This page focuses on the debt students take on to attend University of Wisconsin-Parkside— how much they borrow, how that debt is spread across the student body, and what it costs to pay back. These figures are reported by the Department of Education and IPEDS.
Looking at the entering class at UW - Parkside, 40% of new students use loans toward freshman-year expenses, for an average of $5,816 per borrower, covering both private and federal loans.
The average federal loan is $4,999, which is 90.9% of the $5,500 cap on first-year federal borrowing for the typical dependent student. Remember the all-undergraduate figures below leave out private loans, so they will look lower than this private-plus-federal freshman amount.
For undergraduates overall at UW - Parkside, 39% finance part of their studies with federal loans, averaging $6,471 per year. This is 29.4% greater than the $4,999 borrowed by freshmen.
Borrowing the same amount each year would add up to roughly $12,942 over two years and about $25,884 over a four-year span. The estimate holds federal borrowing constant and does not count private or Parent PLUS loans.
| Undergraduate federal borrowing | Value |
|---|---|
| Share using federal loans | 39% |
| Average federal loan per year | $6,471 |
| Undergraduates with a federal loan | 1,164 |
| Total federal loans (one year) | $7,532,642 |
The middle borrower at UW - Parkside owes $14,000 in federal student loans.
| Borrower group | Median federal debt |
|---|---|
| All federal borrowers | $14,000 |
| Students who completed (graduates) | $20,492 |
| Students who withdrew | $8,751 |
The figure for students who withdrew is worth watching: debt without a completed credential is the hardest to repay.
Half of all borrowers fall between the 25th and 75th percentiles shown below for UW - Parkside.

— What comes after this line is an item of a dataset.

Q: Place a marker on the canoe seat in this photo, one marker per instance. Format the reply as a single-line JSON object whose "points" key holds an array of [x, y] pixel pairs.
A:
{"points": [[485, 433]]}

| Percentile | Cumulative Federal Debt |
|---|---|
| 10th percentile (lowest-debt students) | $2,890 |
| 25th percentile | $5,500 |
| 75th percentile | $25,675 |
| 90th percentile (highest-debt students) | $37,261 |
The spread between the lowest- and highest-debt deciles summarizes how variable outcomes are at UW - Parkside.
The figures above count only the students own federal loans. Adding PLUS loans (borrowed by parents or graduate students) gives a fuller picture of total borrowing at UW - Parkside.

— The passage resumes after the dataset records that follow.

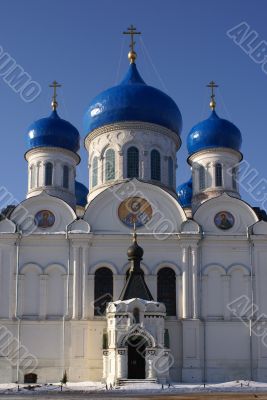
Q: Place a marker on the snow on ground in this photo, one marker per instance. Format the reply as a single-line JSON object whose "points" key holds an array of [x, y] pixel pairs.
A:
{"points": [[234, 386]]}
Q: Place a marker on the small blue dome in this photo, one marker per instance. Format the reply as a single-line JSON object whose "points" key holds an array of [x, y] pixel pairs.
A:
{"points": [[214, 132], [133, 100], [53, 132], [185, 192], [81, 193]]}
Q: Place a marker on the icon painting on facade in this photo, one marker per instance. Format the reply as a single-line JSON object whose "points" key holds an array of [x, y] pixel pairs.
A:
{"points": [[44, 219], [135, 210]]}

| Group | Borrowers | Median debt incl. PLUS |
|---|---|---|
| All borrowers | 385 | $12,476 |
| Completed (graduates) | 182 | $13,139 |
| Did not complete | 203 | $12,000 |
For students who completed, the median total debt including PLUS loans works out to a standard 10-year payment of about $156.24/mo.
The split below distinguishes Stafford borrowers from non-Stafford borrowers at UW - Parkside.

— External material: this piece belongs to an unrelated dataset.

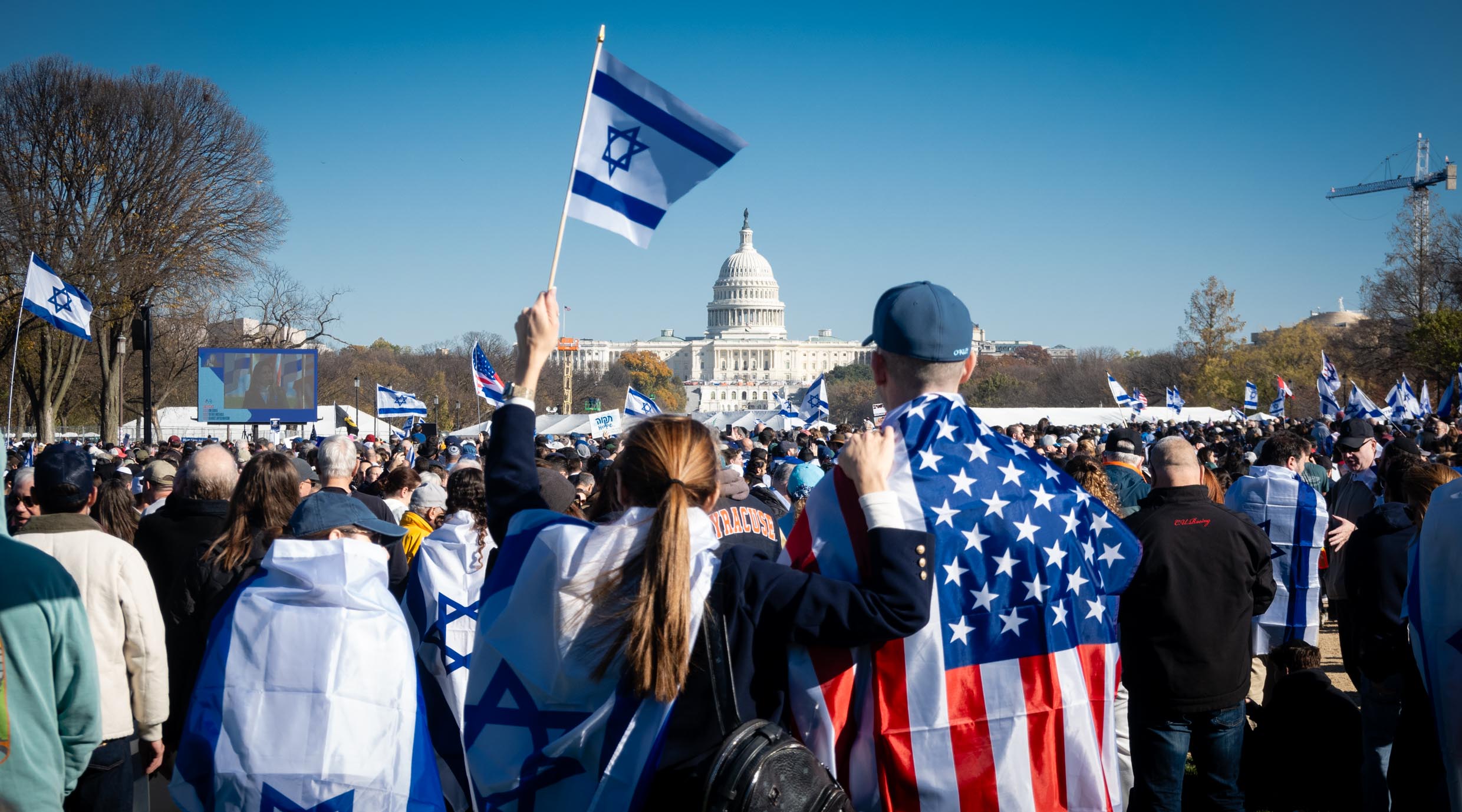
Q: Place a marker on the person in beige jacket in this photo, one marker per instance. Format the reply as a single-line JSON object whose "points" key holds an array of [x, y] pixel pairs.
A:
{"points": [[126, 626]]}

Current-Year Stafford Borrowers
| Cohort | Borrowers | Median debt incl. PLUS |
|---|---|---|
| Stafford loan this year | 330 | $11,593 |
| No Stafford loan this year | 55 | $17,670 |
Repayment burden translates the debt figures into what a borrower actually pays each month. UW - Parkside.
Defaulting means failing to repay a federal student loan, which carries serious credit consequences. Two-year cohort default-rate data for UW - Parkside appears below.
| Metric | Value |
|---|---|
| 2-year cohort default rate | 7.8% |
| Borrowers in the cohort | 1341 |
A lower default rate generally signals that graduates earn enough to manage their loan payments.
Median debt differs by income tier, first-generation status, and whether the student is financially dependent.
Median Debt by Income Bracket
| Income tier | Median federal debt |
|---|---|
| Low income | $14,250 |
| Middle income | $13,750 |
| High income | $14,000 |
First-Generation Comparison
| Cohort | Median federal debt |
|---|---|
| First-generation students | $14,250 |
| Continuing-generation students | $12,942 |
Dependency-Status Comparison
| Cohort | Median federal debt |
|---|---|
| Dependent students | $12,750 |
| Independent students | $18,577 |
These pre-calculated indicators summarize the borrowing gaps between cohorts at UW - Parkside.
The Difference Between Subsidized and Unsubsidized Loans
Subsidized loans pause interest while you are in school; unsubsidized loans do not. That difference compounds over four years, so the type of loan you take matters as much as the amount.
Important to Remember
Federal student loans are not discharged in bankruptcy in all but the rarest cases, and the government can withhold part of your income or tax refund if you default.
References
More about our data sources and methodologies.